Secretary of Economic Development and Commerce of Puerto Rico
- In office February 3, 2025 – May 26, 2026
- Governor: Jenniffer González

Personal details
- Born: San Juan, Puerto Rico
- Party: New Progressive Party
- Education: University of Pennsylvania (Wharton School) (BS) University of Pennsylvania (BA) Harvard Law School (JD) Harvard Business School (MBA)

= Sebastián Negrón Reichard =

Puerto Rican attorney and politician

Sebastián Negrón Reichard is a Puerto Rican attorney and public servant who currently served as the Secretary of Economic Development and Commerce of Puerto Rico (DDEC) of Puerto Rico from 2025 to 2026. He was confirmed to the position by the Senate of Puerto Rico on February 3, 2025. Prior to his appointment, he held several key roles in both the public and private sectors, including serving as Chief of Staff for the Financial Oversight and Management Board for Puerto Rico.

== Early life and education ==

Negrón Reichard was born in San Juan, Puerto Rico. He graduated from Colegio San Ignacio de Loyola. He comes from a family with a history of public service in Puerto Rico.

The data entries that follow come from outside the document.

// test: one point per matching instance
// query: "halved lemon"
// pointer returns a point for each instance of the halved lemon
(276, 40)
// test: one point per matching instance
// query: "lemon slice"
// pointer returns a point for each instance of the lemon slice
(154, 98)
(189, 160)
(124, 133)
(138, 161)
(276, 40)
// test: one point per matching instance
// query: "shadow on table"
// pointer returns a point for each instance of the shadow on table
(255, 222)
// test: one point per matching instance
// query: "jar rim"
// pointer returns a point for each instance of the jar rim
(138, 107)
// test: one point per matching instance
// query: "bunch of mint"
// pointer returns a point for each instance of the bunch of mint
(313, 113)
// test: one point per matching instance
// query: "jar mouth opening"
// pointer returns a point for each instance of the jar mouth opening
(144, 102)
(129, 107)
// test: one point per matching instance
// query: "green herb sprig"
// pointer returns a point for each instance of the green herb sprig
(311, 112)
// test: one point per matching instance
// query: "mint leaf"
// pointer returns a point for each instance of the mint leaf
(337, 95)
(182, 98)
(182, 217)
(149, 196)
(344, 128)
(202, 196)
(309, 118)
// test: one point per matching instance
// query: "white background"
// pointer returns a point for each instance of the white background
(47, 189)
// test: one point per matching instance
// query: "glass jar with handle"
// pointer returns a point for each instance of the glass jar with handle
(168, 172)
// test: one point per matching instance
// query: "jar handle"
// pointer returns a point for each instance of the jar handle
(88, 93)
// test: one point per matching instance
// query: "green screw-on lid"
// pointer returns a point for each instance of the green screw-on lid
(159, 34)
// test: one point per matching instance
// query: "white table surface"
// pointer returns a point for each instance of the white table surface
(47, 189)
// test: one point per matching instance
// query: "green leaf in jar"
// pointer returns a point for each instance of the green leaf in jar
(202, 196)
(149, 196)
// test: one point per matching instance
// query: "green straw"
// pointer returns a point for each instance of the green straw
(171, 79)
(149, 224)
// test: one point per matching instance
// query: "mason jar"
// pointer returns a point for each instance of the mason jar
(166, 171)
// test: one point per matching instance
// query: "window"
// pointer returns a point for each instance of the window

He attended the University of Pennsylvania, where he completed the Huntsman Program in International Studies and Business. He earned a Bachelor of Science in Economics from the Wharton School and a Bachelor of Arts in International Studies. He later earned a joint Juris Doctor and Master of Business Administration (J.D./M.B.A.) from Harvard Law School and Harvard Business School.

== Career ==

Negrón Reichard began his career as a strategy consultant at Accenture in New York. In 2017, he joined the Financial Oversight and Management Board for Puerto Rico, where he eventually became Chief of Staff. In this role, he was involved in the restructuring of Puerto Rico's debt. An article from 2018 by the Centro de Periodismo Investigativo (Center for Investigative Journalism) mentioned him as the Deputy Office Director (subdirector de oficina) at the board.

In January 2025, he was appointed as the Secretary of the Department of Economic Development and Commerce (DDEC) of Puerto Rico. His appointment was confirmed by the Senate of Puerto Rico on February 3, 2025. As Secretary, he has focused on promoting economic growth independent of federal funds and redefining the island's economic priorities.

Negrón resigned as DDEC secretary on May 26, 2026, citing excessive interference by the administration of governor Jenniffer González-Colón.